O filho mais novo de Emilio Vedolin – Attilio – e a neta caçula de Egydio Fagnani – Wilma – eram, portanto crianças próximas, e seguiram a rotina de freqüentarem a escola primária da Vila Operária, seus jardins, o Clube Social, tornando-se mais tarde, como tantos então, namorados, noivos e finalmente marido e mulher, com casamento realizado na Igreja São José do Belém, seguindo a tradição de seus irmãos e irmãs.
Attilio e Wilma por sua vez, iniciaram sua própria família na década de 50, trazendo consigo os valores que aprenderam com esses italianos de personalidades tão distintas e um roteiro de vida determinado pela vizinhança naquela Vila Operária.
Emilio Vedolin nasceu em 21 de Fevereiro de 1887 na cidade de Campo San Martino, ao norte de Padova, que fica a 45km de Veneza. Sua chegada ao Porto de Santos foi registrada em 19 de Março de 1888. Visto que as viagens de navio demoravam pouco mais de um mês, podemos observar que o primeiro aniversário de Emilio aconteceu em pleno Oceano Atlântico, no vapor “Ila de Lozana”, com destino ao Brasil.
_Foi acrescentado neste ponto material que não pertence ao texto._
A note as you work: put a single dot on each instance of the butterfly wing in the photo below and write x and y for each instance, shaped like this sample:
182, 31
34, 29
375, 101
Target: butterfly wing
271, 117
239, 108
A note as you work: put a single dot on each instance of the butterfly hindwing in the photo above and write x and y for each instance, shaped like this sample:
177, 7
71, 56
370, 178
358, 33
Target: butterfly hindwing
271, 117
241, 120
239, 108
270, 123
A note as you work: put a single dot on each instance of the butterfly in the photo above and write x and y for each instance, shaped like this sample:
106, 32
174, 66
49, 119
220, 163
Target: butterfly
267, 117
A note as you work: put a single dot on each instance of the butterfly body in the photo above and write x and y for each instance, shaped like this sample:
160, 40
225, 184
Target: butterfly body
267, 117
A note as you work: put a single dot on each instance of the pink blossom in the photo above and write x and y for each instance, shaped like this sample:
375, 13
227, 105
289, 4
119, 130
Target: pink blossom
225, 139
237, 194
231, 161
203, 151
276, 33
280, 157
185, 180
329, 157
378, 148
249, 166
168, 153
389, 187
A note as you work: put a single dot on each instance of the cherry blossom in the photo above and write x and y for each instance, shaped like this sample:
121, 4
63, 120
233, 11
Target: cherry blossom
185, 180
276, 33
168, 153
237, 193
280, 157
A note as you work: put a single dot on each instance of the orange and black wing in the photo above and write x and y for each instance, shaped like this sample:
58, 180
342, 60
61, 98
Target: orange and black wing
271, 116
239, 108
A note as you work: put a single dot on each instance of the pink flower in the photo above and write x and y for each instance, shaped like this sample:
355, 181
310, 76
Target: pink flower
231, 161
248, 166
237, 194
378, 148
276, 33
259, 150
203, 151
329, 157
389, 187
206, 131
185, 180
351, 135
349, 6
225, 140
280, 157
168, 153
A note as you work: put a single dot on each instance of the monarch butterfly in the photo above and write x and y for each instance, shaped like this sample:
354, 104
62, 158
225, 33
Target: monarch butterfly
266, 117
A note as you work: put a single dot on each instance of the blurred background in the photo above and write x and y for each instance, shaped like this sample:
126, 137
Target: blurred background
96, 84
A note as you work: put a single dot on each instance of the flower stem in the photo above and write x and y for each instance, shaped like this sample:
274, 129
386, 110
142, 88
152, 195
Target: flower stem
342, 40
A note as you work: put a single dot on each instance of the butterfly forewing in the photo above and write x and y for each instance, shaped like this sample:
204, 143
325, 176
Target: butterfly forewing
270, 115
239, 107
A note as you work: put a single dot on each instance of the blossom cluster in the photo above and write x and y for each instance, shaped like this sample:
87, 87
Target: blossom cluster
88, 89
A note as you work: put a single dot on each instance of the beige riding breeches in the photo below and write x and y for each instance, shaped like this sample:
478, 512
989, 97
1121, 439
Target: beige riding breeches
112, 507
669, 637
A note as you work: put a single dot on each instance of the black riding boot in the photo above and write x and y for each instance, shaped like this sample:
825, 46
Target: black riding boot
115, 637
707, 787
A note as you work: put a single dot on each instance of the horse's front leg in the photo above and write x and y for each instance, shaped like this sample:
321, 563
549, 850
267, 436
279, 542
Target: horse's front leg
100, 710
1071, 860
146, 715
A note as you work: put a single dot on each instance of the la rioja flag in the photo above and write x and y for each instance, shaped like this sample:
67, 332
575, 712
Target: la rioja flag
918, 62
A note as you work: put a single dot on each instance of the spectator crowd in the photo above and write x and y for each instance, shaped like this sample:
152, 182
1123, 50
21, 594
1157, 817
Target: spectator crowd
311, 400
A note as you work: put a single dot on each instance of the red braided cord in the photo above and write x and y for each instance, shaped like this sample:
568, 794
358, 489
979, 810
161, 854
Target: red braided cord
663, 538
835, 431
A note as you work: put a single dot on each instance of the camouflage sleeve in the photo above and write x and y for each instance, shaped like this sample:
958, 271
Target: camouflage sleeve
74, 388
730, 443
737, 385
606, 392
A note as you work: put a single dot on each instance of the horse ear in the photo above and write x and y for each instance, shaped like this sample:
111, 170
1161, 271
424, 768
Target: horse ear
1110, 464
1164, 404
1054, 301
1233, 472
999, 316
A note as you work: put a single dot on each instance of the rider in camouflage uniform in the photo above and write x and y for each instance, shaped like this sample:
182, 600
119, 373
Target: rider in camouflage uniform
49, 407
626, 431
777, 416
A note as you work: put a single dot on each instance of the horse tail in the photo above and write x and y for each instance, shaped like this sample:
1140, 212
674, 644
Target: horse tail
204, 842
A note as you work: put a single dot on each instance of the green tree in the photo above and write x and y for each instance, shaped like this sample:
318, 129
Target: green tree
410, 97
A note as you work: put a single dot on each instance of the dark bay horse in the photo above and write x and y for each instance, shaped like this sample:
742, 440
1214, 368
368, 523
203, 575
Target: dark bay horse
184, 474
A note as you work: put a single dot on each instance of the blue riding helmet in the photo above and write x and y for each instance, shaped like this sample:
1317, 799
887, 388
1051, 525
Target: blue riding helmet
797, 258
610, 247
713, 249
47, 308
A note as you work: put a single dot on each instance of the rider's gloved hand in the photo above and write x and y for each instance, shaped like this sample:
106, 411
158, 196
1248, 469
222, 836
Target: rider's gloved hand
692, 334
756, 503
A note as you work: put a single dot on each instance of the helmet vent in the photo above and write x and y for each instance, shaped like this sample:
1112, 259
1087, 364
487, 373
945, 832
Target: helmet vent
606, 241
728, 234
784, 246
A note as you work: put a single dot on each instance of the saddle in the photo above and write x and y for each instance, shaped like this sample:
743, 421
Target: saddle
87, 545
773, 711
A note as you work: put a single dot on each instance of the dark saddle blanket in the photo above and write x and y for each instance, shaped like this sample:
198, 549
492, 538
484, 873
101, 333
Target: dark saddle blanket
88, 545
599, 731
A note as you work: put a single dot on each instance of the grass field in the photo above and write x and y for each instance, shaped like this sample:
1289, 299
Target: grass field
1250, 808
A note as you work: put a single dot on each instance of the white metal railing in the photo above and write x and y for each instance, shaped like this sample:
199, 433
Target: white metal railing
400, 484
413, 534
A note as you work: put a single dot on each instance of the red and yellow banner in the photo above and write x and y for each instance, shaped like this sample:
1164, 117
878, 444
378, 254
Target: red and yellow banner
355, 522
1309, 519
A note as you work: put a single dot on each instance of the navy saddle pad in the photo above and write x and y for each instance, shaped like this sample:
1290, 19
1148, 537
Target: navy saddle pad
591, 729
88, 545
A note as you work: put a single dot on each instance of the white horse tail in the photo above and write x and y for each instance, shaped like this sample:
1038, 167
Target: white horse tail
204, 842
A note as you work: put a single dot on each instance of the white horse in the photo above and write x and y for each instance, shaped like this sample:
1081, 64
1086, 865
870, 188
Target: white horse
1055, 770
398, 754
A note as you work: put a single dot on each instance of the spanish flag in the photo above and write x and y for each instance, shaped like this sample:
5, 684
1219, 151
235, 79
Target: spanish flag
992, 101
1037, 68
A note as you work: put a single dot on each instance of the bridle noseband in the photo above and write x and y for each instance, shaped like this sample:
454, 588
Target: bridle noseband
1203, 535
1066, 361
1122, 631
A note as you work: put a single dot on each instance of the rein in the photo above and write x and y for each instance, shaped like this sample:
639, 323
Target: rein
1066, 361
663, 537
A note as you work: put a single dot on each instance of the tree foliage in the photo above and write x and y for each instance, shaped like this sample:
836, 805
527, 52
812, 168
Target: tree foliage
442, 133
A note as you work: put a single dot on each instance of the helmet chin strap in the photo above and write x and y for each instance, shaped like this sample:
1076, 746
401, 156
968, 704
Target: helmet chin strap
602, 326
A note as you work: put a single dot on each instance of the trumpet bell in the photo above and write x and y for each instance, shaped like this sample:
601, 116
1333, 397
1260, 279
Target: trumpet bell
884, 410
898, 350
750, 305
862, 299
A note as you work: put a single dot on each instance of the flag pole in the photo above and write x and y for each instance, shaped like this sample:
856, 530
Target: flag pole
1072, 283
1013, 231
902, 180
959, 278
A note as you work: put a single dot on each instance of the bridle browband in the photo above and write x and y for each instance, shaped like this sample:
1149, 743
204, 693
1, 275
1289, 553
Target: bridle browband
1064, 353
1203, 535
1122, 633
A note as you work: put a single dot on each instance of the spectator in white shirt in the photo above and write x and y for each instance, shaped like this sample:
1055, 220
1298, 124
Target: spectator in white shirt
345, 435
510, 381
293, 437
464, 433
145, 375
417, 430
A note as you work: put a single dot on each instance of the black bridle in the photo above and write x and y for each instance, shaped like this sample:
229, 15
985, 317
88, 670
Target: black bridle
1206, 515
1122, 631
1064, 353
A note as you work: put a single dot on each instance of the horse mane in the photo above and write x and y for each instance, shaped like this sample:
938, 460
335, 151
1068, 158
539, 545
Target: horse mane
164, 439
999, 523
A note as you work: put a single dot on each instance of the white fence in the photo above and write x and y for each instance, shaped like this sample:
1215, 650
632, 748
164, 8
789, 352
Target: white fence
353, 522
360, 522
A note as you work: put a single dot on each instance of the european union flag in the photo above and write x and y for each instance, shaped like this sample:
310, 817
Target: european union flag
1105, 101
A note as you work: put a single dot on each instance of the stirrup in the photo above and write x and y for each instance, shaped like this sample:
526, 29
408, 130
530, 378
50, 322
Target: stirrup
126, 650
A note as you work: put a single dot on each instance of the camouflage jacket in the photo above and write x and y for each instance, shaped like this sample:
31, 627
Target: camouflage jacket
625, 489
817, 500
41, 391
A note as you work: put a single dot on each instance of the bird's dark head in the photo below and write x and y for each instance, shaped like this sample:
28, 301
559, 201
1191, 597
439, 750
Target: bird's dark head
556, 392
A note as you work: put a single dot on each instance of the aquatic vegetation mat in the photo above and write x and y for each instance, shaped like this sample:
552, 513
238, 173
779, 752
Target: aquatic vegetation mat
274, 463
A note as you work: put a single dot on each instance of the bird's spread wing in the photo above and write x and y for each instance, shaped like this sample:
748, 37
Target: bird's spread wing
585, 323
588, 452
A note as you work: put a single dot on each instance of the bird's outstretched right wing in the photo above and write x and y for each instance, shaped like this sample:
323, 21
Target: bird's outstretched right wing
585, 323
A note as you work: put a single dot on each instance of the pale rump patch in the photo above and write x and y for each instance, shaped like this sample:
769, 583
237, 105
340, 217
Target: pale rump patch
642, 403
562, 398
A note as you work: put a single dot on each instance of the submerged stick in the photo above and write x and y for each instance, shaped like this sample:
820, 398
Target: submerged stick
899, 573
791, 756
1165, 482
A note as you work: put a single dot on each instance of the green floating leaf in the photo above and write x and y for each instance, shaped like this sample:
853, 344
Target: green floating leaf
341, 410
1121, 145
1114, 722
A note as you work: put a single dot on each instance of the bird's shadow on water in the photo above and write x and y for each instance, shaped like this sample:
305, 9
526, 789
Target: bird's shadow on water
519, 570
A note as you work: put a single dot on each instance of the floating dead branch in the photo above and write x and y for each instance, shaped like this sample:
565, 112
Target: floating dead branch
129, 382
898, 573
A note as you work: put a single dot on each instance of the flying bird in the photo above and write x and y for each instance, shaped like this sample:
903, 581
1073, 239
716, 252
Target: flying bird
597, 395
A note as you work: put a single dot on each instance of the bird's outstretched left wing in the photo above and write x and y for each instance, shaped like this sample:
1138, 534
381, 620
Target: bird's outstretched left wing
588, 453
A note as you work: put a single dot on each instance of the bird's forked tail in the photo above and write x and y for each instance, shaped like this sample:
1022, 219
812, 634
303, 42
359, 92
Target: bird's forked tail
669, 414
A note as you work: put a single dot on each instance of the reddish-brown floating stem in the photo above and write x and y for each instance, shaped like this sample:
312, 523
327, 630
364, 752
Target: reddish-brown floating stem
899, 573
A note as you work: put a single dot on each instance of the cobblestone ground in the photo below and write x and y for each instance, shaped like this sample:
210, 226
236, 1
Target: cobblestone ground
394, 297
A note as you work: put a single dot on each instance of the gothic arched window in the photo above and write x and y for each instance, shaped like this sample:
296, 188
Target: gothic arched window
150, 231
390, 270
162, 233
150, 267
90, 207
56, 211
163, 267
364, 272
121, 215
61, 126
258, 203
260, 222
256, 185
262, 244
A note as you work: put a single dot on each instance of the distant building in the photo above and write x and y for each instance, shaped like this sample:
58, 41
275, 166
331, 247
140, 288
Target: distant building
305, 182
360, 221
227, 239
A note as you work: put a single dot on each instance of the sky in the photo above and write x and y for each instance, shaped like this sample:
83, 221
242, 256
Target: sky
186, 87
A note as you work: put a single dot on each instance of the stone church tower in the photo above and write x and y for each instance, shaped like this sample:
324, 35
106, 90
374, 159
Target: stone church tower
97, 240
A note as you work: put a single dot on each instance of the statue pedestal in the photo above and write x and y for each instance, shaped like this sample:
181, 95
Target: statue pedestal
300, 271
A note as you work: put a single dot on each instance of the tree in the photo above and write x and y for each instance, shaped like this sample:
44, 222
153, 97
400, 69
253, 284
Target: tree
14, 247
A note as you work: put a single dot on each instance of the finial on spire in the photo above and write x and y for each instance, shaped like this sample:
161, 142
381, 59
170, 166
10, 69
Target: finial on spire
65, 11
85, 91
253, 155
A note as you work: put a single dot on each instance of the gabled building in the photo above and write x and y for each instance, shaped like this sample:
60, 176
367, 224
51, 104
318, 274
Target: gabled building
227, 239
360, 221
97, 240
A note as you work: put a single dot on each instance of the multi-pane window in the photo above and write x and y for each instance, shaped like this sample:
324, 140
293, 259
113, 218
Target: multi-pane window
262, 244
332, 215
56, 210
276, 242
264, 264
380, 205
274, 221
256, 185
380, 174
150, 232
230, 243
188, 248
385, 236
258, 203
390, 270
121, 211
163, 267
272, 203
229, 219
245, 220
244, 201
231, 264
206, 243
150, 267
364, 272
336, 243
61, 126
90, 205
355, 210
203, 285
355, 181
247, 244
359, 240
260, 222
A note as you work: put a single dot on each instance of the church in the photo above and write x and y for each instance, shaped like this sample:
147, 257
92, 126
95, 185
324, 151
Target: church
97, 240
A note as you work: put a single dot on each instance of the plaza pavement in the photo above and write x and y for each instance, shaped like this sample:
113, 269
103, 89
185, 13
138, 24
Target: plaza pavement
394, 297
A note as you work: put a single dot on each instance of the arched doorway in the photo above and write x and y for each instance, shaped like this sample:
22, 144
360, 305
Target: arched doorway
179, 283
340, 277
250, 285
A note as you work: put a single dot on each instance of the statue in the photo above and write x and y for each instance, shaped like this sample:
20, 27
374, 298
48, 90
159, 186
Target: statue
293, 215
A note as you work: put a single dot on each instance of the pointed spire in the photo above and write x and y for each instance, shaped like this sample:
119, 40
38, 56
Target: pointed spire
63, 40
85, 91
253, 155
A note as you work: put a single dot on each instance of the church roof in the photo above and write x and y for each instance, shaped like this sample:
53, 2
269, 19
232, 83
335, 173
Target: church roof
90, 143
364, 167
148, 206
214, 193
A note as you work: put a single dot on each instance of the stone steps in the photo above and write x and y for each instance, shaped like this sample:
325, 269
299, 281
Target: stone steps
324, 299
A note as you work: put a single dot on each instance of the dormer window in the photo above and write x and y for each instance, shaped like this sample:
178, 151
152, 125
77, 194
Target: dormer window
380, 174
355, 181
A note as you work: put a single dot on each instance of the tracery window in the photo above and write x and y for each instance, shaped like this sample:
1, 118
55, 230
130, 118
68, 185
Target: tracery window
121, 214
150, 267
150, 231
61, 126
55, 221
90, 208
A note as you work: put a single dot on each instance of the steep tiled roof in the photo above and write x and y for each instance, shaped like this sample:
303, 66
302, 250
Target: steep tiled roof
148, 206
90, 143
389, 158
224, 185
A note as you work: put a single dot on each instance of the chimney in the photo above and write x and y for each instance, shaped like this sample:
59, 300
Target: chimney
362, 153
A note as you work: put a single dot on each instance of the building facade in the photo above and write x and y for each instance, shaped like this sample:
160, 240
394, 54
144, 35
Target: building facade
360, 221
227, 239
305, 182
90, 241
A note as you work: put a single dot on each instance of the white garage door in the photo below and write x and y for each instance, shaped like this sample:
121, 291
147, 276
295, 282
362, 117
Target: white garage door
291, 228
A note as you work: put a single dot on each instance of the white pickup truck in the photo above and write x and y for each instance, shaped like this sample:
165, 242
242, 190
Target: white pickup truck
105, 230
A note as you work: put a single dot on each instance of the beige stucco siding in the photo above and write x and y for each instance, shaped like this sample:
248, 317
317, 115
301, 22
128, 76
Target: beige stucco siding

Sua mulher Corina Sacchi, que na verdade se chamava Corinda, nasceu em 05 de Outubro de 1891, na cidade de Gonzaga, província de Mantova, região da Lombardia e chegou ao Brasil em 24 de Janeiro de 1895.
Oswaldo Vedolin, sua esposa Catharina Riello, a filha Anunziata e o pequeno Emilio foram enviados a uma fazenda de café na cidade de Casa Branca, interior do estado de São Paulo. O que consta...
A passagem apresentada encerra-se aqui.